Hey Free Beacon! Don't Forget This George Stephanopoulos Story

I call for the Washington Free Beacon to remember this story. I didn’t think at the time that it got the attention it deserved. But with the latest George Stephanopoulos story, I think it is time to revisit this.

The Free Beacon exposed the Clinton Foundation donations and Hillary Clinton’s campaign manager interning for Stephanpoulos.

The Politico story from 2009 pointed out that the Clinton War Room team of James Carville, Paul Begala, and George Stephanopoulos were still regularly chatting into the start of the Obama Administration with Rahm Emanuel.

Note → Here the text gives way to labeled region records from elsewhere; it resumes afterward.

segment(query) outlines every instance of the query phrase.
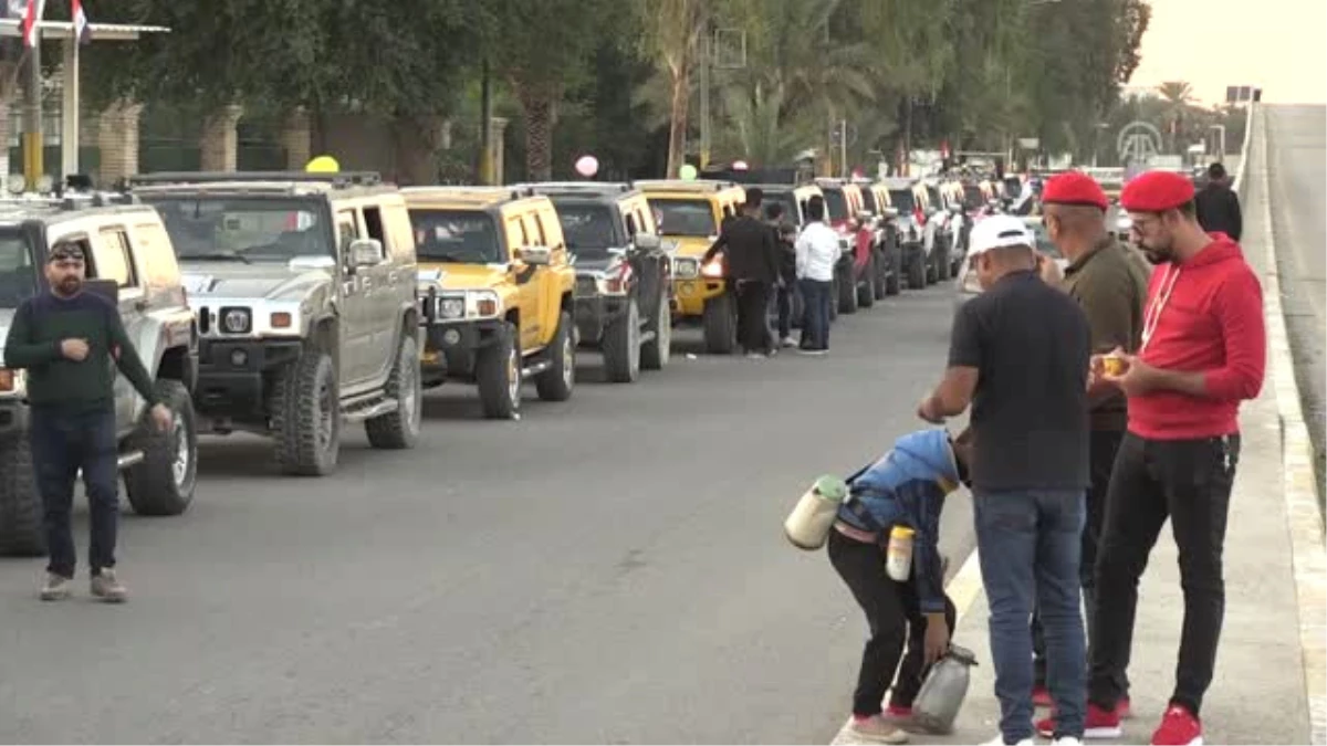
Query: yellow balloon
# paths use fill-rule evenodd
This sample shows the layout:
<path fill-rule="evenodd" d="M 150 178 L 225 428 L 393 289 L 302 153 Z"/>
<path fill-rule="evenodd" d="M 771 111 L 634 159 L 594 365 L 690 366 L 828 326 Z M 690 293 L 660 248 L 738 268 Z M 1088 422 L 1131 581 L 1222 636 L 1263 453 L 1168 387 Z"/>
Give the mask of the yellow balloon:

The conversations don’t begin with hello. They don’t end with goodbye. Most often they pick up with a low, drawling voice uttering something between a sentence and a grunt.

“Wahzgoanawn?” 

For those accustomed to hearing James Carville only when he is trying to enunciate more clearly for television, that translates to: “What’s going on?”
So begins another morning in what may count as Washington’s longest-running conversation — a street-corner bull session between four old friends who suddenly find themselves standing once more at the busiest intersection of politics and media in Washington.

Carville calls White House chief of staff Rahm Emanuel.

Emanuel calls ABC News Chief Washington Correspondent George Stephanopoulos.

A bit later, CNN commentator Paul Begala, who is not quite the early bird that his friends are, will complete the circle with a rapid set of calls to all three.

Different versions of this round-robin chatter have been taking place, with few interruptions, every workday for nearly a generation.

“I refer to it as the 17-year-long conference call,” said Emanuel, who starts calling his friends at 6 a.m. “You can tap into it anytime you want.”

Everyone likes to deride the “conventional wisdom.” In fairness, though, the wisdom is not yet conventional at the moment it is hatched.

And in any given news cycle, it is quite likely that Washington’s prevailing political and media interpretation — at least on the Democratic side — is being hatched on these calls.

But Stephanopoulos is an objective reporter.